Fiche du document numéro 1499

Num
1499
Date
Vendredi 17 juin 1994
Amj
Taille
30434
Surtitre
Agir mais comment?
Titre
Alors qu'un calme relatif règne à Kigali Alain Juppé affirme que la France pourrait prendre l'initiative d'une intervention au Rwanda
Soustitre
Si les combats et les massacres se poursuivaient la France pourrait prendre l'initiative d'une intervention au Rwanda.
Nom cité
Nom cité
Source
Type
Article de journal
Langue
FR
Citation
Le ministre des affaires étrangères, Alain Juppé, a annoncé, mercredi 15 juin, que la France serait prête à intervenir au Rwanda avec ses principaux partenaires européens et africains, si les massacres continuent et si le cessez-le-feu n'est pas respecté . Cette intervention aurait pour but de protéger les groupes menacés d'extermination , a précisé le chef de la diplomatie, qui a fait cette déclaration après un conseil des ministres restreint auquel assistait le président François Mitterrand. Un calme relatif régnait à Kigali, mercredi après-midi et jeudi dans la matinée, après l'annonce du cessez-le-feu négocié en marge du sommet de l'Organisation de l'unité africaine (OUA) à Tunis.

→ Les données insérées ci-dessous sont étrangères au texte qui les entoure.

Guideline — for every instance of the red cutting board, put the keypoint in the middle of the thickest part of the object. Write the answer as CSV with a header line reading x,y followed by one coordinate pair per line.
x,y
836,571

Si Alain Juppé comptait sur un effet d'annonce, il a réussi : le ministre des affaires étrangères a créé la surprise en déclarant, mercredi, que la France serait prête à intervenir au Rwanda avec des partenaires européens et africains. Malheureusement, le propos du ministre se limite pour l'instant à une déclaration d'intention, dont on ne voit pas encore de quoi elle sera suivie, en cas de passage à l'action.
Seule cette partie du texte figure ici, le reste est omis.